Barry Michael Cooper

Barry Michael Cooper

Personal Info

  • Known for

    Writing

  • Gender

    Male

  • Birthday

    1958-06-12

  • Day of Death

    2025-01-22 (66 years old)

  • Place of Birth

    Harlem, New York, USA

Biography

Barry Michael Cooper (June 12, 1958 – January 22, 2025) was an American writer, producer, and director, best known for his screenplays for the films New Jack City (1991), Sugar Hill (1994), and Above the Rim (1994), sometimes called his "Harlem Trilogy".

Cooper began his writing career as a music critic for The Village Voice, serving later as an investigative reporter for the New York City alt-weekly from 1980 to 1989. He wrote "Teddy Riley's New Jack Swing: Harlem Gangsters Raise a Genius" for the Voice in 1987 and is credited with naming the then-new hybrid of R&B and rap.

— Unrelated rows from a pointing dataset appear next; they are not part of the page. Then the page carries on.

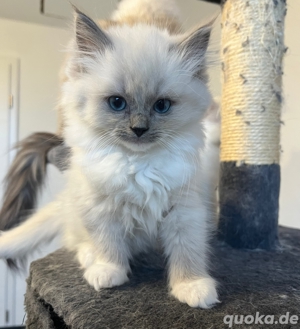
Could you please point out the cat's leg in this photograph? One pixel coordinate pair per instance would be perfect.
(105, 257)
(184, 233)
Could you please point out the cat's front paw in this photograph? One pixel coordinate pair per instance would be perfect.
(105, 275)
(196, 293)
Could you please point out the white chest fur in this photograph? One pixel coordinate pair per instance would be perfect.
(137, 187)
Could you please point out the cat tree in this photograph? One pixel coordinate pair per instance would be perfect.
(268, 282)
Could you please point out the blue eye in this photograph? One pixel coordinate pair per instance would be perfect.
(162, 106)
(117, 103)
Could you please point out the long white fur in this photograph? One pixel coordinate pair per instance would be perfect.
(122, 198)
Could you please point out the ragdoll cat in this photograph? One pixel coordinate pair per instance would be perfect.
(133, 104)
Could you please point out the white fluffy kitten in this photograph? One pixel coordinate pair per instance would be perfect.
(133, 106)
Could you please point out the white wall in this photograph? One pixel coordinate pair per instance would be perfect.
(38, 49)
(290, 135)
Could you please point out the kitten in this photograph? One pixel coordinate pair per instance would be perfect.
(133, 104)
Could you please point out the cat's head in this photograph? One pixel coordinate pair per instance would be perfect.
(136, 86)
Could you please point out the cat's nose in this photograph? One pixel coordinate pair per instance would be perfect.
(139, 131)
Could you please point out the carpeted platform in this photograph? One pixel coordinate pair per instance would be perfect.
(265, 282)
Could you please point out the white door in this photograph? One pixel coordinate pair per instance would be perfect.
(9, 77)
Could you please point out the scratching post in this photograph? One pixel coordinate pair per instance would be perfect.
(252, 52)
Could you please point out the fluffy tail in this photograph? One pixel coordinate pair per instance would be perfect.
(25, 177)
(22, 240)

That same year, Cooper's article, "Kids Killing Kids: New Jack City Eats Its Young", published in the Village Voice, brought him to the attention of Quincy Jones, who hired him to rewrite a screenplay about 1970s Harlem heroin dealer Nicky Barnes. Cooper's screenplay was later produced as the film New Jack City (1991), which he set in Harlem after the arrival of crack cocaine in the 1980s.